Anyone istall one yet??? Bestbuy and circuit city now have them in stock. (But I know I can get them cheaper online), Both store sites say that it is not able to fit in our car???:confused I want the damn thing! Anyone put one in yet? Any problems? and exactly what do I need to buy to make the steering wheel buttons work with THIS unit????

Thanks in advance!:seeya:


----------



## abright52 (Dec 17, 2006)

According to Crutchfield, the AVIC-N3 will fit, here are the size differences:

Dimensions (Main Chassis) 

N3: 7" x 2" x 6-1/2"

D3: 2DIN (7" x 4" x 6-1/2")

The one you are looking at is Double Din.

Check out this thread:
http://www.gtoforum.com/showthread.php?t=12124


----------



## flyer469 (May 19, 2006)

Not as much worried about it fitting, I can make anything fit,,I am more worried about the wiring connections. Went by circuit city and they had one in stock. But they said that it will not work in the GTO, go figure. They also do not list an adapitor? Not that I can find,, I just want to make sure that I can wire this thing up and keep the steering wheel controls.. Cant find the stuff to do it!:confused


----------



## abright52 (Dec 17, 2006)

That thread that I posted explains how to use the steering wheel controls. Go to Pioneer and download the installation manual. You don't have to have a harness to install a Head Unit. If you aren't comfortable with installing one without a harness, I would suggest that you take it to a real car audio shop.


----------



## flyer469 (May 19, 2006)

I am comfortable with doing all the work myself, before I get into it, Do the wire colors match with the new radio to the old wire harness? Will I get in trouble doing it that way? :seeya: 
thanks


----------



## abright52 (Dec 17, 2006)

If you jump on Pioneer's website you should be able to find the wire outputs from the HU.

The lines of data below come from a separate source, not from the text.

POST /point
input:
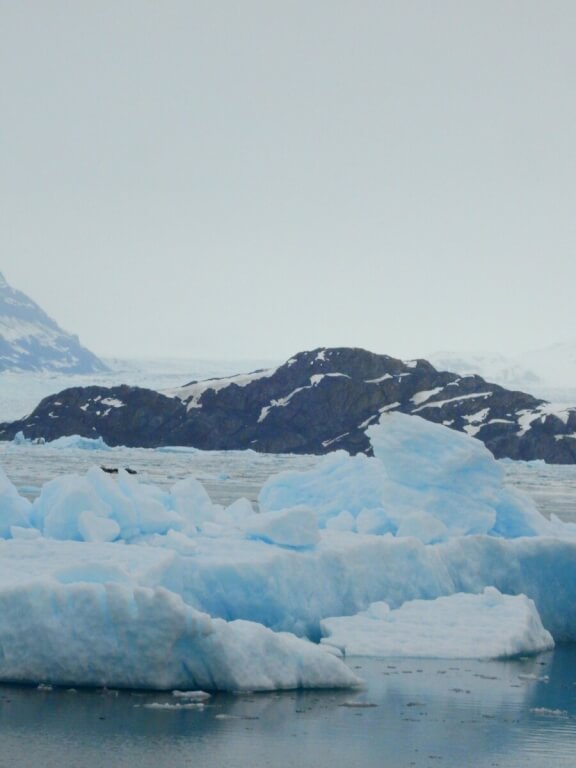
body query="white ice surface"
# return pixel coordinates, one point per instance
(488, 625)
(429, 516)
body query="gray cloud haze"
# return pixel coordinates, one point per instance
(251, 178)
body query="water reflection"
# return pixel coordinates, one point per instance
(412, 712)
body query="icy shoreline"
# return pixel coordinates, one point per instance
(108, 581)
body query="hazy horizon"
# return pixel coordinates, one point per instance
(245, 181)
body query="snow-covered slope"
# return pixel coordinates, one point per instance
(30, 340)
(548, 372)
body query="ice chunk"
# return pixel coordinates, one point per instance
(490, 625)
(424, 480)
(192, 503)
(14, 510)
(296, 527)
(339, 483)
(114, 635)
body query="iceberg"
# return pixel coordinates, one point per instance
(109, 634)
(486, 626)
(107, 580)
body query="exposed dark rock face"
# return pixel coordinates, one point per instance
(31, 341)
(316, 402)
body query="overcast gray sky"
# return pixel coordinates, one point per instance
(250, 178)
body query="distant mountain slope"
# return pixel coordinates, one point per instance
(548, 372)
(316, 402)
(31, 341)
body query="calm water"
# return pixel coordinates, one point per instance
(419, 713)
(513, 714)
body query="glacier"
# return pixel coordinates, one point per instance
(109, 581)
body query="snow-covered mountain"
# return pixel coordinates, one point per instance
(30, 340)
(547, 372)
(316, 402)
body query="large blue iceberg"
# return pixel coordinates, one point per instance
(108, 581)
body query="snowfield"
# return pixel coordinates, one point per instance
(421, 550)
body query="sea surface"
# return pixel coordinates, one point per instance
(412, 712)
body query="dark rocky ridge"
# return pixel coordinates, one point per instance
(317, 402)
(30, 340)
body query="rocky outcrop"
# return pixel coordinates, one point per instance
(31, 341)
(316, 402)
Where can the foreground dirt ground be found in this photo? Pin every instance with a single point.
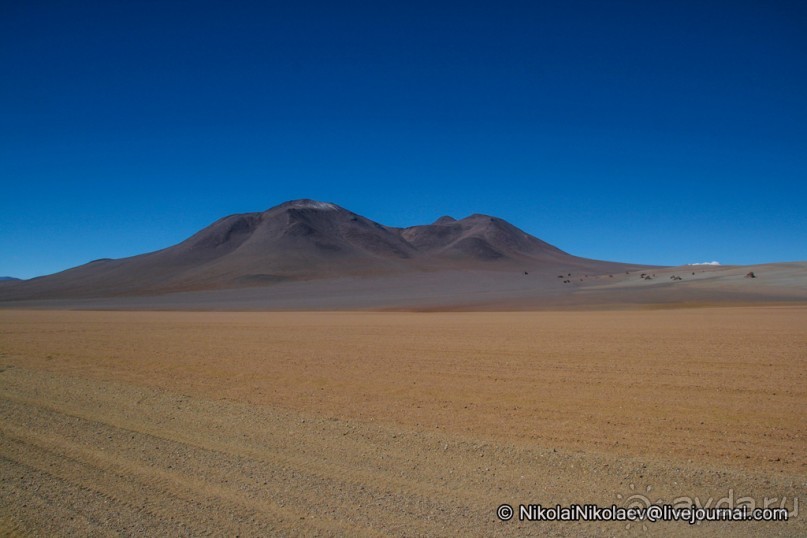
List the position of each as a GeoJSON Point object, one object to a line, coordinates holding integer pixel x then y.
{"type": "Point", "coordinates": [186, 423]}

You will have to check your wiring connector, but this may help:
http://www.installdr.com/Harnesses/GM-Wiring.pdf


----------



## GTOMax (Dec 1, 2006)

I have the AVIC-D3 in mine now and it is awesome! Metra just came out with a $25 double din dash kit for the GTO's. Most big stereo shops go thru metra for thier kits. I will post some pics in a bit. I didn't hook up the steering wheel controls tho. I got sirius satalite and ipod cable. Just hooked up to stock speakers. Sounds so much better than blaupunk HU. Nav works great too. I also turned up the stock sub amp in the trunk. All in all I am very pleased with it. Got it for $830 at trader village in Houston.


----------



## GTOMax (Dec 1, 2006)

Oh yeah, you will need to get a Volkswagon wiring harness adapter (not GM) and a volkswagon antenna adapter.


----------



## GTOMax (Dec 1, 2006)

One of these shots is at night, and another is with the custom background you can load.


----------



## exwrx (Apr 5, 2007)

Nice kit.... A cool touch would be to get the suede that's in the doors, shave the kit a little and wrap it in either the door suede, or vinyl matching the interior. Just my .02. I like it none-the-less.


----------